The SEA Project uses a time series representation (advanced statistics and exploratory visualisations) of the student response rates from available survey data to deliver valuable new insights to student experiences
Already, it has uncovered hidden strengths and weaknesses, enabling CIC to better respond to faculty queries about this data
What would we learn about the student experience at UTS if we crunched together a whole bunch of quantitative and qualitative data? What will it tell us about the student experience throughout a student journey? That is exactly what we are trying to discover with the SEA Project.
The experience students have at university is often an important component of their lives, sometimes even the defining component. It is, therefore, important to understand and try to maximize the benefits of that experience. The Student Experience Analytics (SEA) project aims to help with this in a data-driven way.
Students, in their path, leave behind a wealth of data and information about their experiences. This can be directly, in the form of feedback and survey participations, and indirectly such as their unique choices and paths taken. Gathering and combining this information can provide a broader, deeper and more insightful understanding of the student experience as a whole. To this end we are bringing together a number of different surveys and data-sets relevant to the student experience to help UTS understand what are the current key successes, and at the same time, expose neglected areas that require future improvements and attention.

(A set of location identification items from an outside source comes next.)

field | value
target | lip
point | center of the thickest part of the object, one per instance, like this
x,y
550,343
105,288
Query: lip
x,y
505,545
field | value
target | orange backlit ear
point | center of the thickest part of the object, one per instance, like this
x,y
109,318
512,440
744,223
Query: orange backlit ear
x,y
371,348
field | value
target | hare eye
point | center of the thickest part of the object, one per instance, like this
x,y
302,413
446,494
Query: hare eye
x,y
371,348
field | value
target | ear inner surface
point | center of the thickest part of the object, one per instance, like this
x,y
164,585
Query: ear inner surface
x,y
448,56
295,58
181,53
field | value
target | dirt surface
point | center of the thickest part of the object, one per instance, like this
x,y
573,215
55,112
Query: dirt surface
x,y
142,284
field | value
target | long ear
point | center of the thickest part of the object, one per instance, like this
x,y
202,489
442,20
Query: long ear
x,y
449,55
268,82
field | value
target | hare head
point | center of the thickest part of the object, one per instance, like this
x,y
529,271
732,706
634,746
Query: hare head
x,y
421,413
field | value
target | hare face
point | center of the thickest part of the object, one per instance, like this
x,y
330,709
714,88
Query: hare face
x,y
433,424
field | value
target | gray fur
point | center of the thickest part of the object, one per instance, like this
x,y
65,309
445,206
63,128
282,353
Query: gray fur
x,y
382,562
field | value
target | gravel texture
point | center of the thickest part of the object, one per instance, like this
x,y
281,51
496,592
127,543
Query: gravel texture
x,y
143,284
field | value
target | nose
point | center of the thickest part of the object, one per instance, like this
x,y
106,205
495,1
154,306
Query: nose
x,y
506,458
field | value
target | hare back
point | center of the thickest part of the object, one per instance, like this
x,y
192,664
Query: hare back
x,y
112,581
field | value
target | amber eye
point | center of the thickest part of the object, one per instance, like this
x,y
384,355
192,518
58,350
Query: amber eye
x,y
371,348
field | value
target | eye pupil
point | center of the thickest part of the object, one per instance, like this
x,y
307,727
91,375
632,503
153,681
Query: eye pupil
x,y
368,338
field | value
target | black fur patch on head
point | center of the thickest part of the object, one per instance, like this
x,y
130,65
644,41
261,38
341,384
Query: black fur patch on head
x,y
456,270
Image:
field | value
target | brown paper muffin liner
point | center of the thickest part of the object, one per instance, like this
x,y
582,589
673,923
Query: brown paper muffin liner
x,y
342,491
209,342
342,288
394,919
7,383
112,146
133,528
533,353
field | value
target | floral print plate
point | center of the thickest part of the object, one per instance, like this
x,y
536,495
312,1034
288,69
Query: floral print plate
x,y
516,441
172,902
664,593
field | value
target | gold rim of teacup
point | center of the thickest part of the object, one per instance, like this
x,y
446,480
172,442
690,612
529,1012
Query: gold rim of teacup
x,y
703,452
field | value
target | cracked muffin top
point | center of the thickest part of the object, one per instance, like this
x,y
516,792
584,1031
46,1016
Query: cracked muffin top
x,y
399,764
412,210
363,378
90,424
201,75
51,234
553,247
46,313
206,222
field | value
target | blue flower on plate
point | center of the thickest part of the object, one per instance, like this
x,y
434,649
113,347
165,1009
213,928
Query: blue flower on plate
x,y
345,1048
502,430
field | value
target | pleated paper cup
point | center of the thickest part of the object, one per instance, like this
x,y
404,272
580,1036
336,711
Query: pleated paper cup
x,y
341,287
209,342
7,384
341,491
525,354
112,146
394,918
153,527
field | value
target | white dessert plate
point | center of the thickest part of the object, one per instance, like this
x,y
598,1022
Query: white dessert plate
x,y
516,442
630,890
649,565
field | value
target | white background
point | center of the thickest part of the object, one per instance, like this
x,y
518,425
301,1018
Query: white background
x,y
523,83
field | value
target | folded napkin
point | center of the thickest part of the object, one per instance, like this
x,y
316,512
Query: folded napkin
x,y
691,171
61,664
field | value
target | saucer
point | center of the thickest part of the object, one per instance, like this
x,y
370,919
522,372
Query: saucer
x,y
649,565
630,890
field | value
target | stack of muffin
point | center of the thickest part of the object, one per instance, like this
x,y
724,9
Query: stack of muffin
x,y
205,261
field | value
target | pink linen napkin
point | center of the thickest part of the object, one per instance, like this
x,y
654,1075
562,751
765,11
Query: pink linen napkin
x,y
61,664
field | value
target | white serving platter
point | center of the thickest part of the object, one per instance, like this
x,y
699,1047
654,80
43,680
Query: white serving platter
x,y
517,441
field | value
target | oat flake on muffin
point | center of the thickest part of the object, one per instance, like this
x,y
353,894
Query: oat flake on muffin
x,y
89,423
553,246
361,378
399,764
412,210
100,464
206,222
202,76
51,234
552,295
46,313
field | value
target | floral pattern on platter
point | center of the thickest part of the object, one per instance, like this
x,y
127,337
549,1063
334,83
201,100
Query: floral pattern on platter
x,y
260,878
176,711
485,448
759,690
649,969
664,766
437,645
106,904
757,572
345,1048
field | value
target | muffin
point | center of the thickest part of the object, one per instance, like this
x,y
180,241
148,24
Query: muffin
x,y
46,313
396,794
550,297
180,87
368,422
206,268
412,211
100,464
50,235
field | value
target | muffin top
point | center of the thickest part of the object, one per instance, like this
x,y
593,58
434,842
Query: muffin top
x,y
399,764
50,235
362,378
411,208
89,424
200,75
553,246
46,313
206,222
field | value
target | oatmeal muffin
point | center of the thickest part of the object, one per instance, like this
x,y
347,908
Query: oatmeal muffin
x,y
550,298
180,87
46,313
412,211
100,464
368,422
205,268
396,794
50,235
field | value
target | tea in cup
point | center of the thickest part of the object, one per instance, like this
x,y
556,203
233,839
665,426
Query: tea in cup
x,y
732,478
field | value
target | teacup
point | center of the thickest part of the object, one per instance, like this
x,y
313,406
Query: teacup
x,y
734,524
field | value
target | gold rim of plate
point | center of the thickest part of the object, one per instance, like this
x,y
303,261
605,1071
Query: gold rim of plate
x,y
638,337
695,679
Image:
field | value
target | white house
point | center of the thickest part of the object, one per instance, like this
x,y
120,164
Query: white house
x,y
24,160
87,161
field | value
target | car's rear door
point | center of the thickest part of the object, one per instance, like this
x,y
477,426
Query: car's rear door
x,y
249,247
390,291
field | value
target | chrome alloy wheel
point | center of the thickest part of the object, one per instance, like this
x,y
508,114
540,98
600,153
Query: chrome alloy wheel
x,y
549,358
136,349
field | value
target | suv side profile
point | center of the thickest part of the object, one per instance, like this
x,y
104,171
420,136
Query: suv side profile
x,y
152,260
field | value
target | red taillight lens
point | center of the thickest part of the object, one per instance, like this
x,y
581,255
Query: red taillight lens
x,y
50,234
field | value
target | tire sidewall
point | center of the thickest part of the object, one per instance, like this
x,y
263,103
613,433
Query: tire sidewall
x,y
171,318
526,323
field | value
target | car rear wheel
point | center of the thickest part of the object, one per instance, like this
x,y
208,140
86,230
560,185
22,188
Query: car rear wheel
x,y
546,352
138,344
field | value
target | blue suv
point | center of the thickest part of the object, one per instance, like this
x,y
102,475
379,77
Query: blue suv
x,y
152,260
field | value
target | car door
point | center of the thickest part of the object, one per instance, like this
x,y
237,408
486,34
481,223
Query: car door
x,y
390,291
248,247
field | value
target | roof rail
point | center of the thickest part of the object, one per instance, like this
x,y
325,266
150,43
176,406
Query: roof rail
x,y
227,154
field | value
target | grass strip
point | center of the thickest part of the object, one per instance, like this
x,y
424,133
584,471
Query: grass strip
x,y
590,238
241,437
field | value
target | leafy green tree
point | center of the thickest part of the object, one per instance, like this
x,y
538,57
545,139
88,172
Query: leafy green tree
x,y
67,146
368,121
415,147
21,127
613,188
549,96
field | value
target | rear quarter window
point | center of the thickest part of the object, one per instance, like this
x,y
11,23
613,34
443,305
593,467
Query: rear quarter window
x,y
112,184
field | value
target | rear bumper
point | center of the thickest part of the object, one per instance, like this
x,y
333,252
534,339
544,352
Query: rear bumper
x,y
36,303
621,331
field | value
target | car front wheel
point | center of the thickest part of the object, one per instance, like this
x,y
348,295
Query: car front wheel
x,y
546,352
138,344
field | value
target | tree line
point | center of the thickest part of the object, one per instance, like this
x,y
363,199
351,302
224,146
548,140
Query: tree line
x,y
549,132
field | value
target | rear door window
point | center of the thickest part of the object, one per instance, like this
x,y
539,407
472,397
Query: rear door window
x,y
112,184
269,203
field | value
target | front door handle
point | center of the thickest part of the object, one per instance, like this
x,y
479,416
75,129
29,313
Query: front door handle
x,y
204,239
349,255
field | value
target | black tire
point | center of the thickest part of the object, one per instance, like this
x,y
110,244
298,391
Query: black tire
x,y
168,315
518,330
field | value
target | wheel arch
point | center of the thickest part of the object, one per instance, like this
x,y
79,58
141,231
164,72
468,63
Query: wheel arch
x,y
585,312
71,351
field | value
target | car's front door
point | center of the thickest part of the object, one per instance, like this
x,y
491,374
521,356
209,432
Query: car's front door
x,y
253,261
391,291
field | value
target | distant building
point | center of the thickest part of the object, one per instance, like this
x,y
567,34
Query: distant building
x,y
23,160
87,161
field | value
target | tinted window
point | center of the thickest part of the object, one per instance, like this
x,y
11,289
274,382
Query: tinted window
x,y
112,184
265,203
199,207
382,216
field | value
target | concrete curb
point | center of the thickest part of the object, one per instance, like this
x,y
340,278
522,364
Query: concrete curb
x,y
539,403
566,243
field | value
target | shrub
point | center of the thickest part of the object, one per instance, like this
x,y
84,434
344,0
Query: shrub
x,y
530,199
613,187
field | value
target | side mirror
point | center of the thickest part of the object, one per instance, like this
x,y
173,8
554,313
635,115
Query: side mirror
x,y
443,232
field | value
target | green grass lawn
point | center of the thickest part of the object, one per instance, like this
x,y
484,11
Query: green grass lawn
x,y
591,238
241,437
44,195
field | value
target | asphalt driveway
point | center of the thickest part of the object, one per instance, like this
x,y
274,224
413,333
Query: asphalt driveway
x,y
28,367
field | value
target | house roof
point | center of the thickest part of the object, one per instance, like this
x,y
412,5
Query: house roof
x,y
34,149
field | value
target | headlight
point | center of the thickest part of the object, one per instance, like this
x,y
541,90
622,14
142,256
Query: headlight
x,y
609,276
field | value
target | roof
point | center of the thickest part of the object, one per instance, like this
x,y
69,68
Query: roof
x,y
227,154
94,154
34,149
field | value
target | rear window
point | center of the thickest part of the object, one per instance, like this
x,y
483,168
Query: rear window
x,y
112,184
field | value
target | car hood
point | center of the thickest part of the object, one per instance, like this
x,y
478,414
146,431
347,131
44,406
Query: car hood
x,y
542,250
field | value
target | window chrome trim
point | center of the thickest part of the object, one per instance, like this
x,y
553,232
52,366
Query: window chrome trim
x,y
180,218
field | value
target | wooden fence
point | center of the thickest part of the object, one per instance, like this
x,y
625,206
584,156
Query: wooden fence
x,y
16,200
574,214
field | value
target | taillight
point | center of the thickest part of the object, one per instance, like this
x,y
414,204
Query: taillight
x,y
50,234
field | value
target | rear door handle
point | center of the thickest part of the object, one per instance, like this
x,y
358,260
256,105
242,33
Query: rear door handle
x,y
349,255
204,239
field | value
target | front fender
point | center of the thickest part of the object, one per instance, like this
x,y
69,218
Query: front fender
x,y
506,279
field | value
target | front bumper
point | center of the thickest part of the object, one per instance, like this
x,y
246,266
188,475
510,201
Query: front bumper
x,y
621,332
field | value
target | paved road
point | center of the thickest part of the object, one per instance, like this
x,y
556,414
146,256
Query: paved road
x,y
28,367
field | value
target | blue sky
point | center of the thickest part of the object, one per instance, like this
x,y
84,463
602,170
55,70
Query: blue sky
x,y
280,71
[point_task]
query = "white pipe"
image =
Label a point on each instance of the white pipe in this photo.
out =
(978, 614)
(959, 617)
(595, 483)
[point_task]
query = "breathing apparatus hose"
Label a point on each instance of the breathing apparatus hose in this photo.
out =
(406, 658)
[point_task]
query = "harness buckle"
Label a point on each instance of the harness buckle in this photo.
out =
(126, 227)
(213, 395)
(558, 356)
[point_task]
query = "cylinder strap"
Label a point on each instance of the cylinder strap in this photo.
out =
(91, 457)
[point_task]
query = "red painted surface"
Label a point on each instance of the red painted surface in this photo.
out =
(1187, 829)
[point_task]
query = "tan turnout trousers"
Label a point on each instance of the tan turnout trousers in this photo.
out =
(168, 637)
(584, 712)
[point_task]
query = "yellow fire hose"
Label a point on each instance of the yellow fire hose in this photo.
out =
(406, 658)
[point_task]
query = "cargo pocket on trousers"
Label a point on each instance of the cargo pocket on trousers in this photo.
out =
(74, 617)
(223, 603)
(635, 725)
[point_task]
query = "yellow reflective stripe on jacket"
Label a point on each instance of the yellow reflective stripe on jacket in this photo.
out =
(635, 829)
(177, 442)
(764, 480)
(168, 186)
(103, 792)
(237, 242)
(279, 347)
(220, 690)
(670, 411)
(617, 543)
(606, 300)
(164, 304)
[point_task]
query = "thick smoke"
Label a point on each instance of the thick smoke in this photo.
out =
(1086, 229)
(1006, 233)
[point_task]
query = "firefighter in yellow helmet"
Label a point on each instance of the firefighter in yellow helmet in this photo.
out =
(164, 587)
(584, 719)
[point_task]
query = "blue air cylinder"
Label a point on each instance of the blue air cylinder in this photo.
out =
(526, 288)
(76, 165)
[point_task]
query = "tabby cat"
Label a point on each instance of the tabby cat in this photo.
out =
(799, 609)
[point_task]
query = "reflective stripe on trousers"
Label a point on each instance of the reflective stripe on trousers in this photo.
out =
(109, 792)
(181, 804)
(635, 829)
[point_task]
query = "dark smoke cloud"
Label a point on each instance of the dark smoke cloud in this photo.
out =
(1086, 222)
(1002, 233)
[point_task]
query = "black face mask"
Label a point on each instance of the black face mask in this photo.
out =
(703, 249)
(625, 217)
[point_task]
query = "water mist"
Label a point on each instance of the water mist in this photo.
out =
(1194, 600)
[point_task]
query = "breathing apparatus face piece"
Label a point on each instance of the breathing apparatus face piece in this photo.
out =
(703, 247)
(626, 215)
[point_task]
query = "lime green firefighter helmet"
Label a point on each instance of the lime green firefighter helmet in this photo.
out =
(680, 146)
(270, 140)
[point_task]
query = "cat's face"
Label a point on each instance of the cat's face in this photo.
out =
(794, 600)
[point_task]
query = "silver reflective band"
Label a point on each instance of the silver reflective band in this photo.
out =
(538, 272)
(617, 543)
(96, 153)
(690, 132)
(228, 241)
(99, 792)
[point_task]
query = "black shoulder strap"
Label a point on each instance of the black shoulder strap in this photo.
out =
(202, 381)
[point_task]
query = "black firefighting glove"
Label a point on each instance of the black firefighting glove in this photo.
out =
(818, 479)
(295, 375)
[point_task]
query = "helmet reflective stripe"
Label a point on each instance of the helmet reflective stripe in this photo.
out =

UTS students undertake a variety of surveys to provide feedback about their experiences. These include: the UTS First Impressions Survey; The Student Experience Survey; the Student Satisfaction Survey; the Student Feedback Survey, which provides feedback at the individual subject level; the Graduate Outcomes Survey which provides a post-graduation touch point. This combined with various other information about the student population provides a new and powerful resource for improved holistic insights into the student experience. The combined data not only captures data-points at different times throughout the student experience it can also provide a fairer and broader representation of the student population. This is because, even though the response rates for many individual surveys are often quite low, most students respond at some point during their studies.
To do justice to the bigger data-sets, the SEA project also aims to employ modern survey analysis and statistical methods. An example of this, we have begun work on the development of new software and algorithms employing state-of-the-art Natural Language Processing (NLP) and Machine Learning (ML) techniques to better extract information from the hundreds-of-thousands of anonymous written feedback comments received from UTS students.
The SEA Project endeavours to strategically integrate available student experience resources to generate another dimension of new insights. It’s potential is a fundamental leap towards accurate and better understandings of the student experience – the very centre of UTS’ core values.